For any $\pi \in \Pi$ ,

V(\pi) := \mathbb{E}[Y^*(X, A_\pi(X))], \qquad A_\pi(X) \sim \pi(\cdot \mid X)

IDO semantics (utility view)

Fix an outcome space $\Omega$ , a kernel $P(d\omega \mid x,a)$ , a utility $U:\Omega\to\mathbb{R}^m$ , an optional social aggregator $W:\mathbb{R}^m\to\mathbb{R}$ , a risk/aggregation functional $F:\mathcal{P}(\mathbb{R})\to\mathbb{R}$ (e.g. mean, CVaR), and a strictly increasing normalization $N:\mathbb{R}\to[0,1]$ .

Y^*(x,a) \;=\; N\!\Big(F\big(\mathsf{Law}[\,W(U(\omega))\,\mid X{=}x,A{=}a]\big)\Big)

Defaults: if single-stakeholder ( $m=1$ ), $W$ is identity; otherwise pick $W$ (e.g., weighted sum, max–min). $F$ expectation, $N$ reference-policy anchoring: $N(u) = (u - F(P_{U\mid \pi_{\text{low}}})) / (F(P_{U\mid \pi_{\text{high}}}) - F(P_{U\mid \pi_{\text{low}}}))$ . Record $(U,F,N,W)$ in the assumptions ledger.

1. Axioms for the IDO (normative)

Let $Y^*(x,a)$ be the limiting value of a deliberation procedure.

A1 (Deliberative stability). There exists a sequence of increasing-effort labels $Y^{(k)}(x,a)$ s.t. $Y^{(k)}(x,a) \to Y^*(x,a)$ in $L^2$ as $k \to \infty$ .
A2 (Evidence monotonicity). If $\mathcal{F}_k \subseteq \mathcal{F}_{k'}$ , then
$\mathbb{E}[(Y^* - \mathbb{E}[Y^* \mid \mathcal{F}_{k'}])^2] \le \mathbb{E}[(Y^* - \mathbb{E}[Y^* \mid \mathcal{F}_k])^2]$
A3 (Instrumental invariance). If two procedures yield the same world-state relevant to the objective, they have equal $Y^*$ .

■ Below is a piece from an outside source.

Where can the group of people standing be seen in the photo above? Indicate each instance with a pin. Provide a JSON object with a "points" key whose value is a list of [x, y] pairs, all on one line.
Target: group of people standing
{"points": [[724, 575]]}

A1–A3 make $Y^*$ a well-defined limit of a "deliberation ladder."

Note. If $(U,F,N,W)$ change across environments, selection enters $Y^*$ and the calibration $f_k$ will not transport (§3.5 table, row " $S\to Y^*$ "). Record $(U,F,N,W)$ in the assumptions ledger (§12).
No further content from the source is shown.